6. Use the whole animal
this is the motto of the "nose to tail" concept. It was developed by the Englishman Fergus Henderson, who hungary phone data described in the 1990s how all parts of a pig can be used to make delicious dishes. Since then, the concept has spread to more and more kitchens, and restaurateurs are rediscovering "forgotten" products and meat dishes. The principle also works with vegetables, where it is called "leaf to root".

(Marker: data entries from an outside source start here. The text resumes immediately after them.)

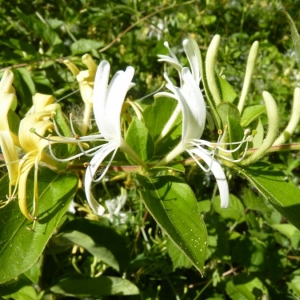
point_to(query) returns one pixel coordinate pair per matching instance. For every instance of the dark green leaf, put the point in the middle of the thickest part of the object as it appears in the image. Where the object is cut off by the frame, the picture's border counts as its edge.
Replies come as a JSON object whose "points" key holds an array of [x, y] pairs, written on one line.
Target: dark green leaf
{"points": [[140, 140], [157, 115], [95, 287], [83, 46], [24, 85], [41, 29], [276, 187], [101, 241], [174, 207], [245, 287], [179, 260], [251, 113], [20, 247]]}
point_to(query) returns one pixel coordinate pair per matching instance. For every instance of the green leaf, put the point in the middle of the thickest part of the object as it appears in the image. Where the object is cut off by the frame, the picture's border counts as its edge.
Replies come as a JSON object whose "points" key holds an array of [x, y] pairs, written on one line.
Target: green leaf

7. Recycling and waste separation
More and more restaurateurs around the world are also joining the zero-waste movement . One of the concepts followed by the Finnish restaurant "Nolla" (in English: "zero"), for example, is called "refuse, reduce, reuse, recycle and rot". Other restaurants are purchasing their own composting machines.
What exactly does zero-waste mean? All information and tips on implementation can be found in our article Zero-Waste in the Hospitality Industry .
This is not something for every company, but less waste is worth a lot. Used fat and cooking oils do not belong in the residual waste, but can be collected by special waste disposal companies, for example, which generate energy from them. You should also make sure that reusable materials can be recycled properly - proper waste separation is therefore important. You can use up to eight different bins (plastic packaging, residual waste, organic waste, paper, food scraps, metal, glass, and cooking oil and fat).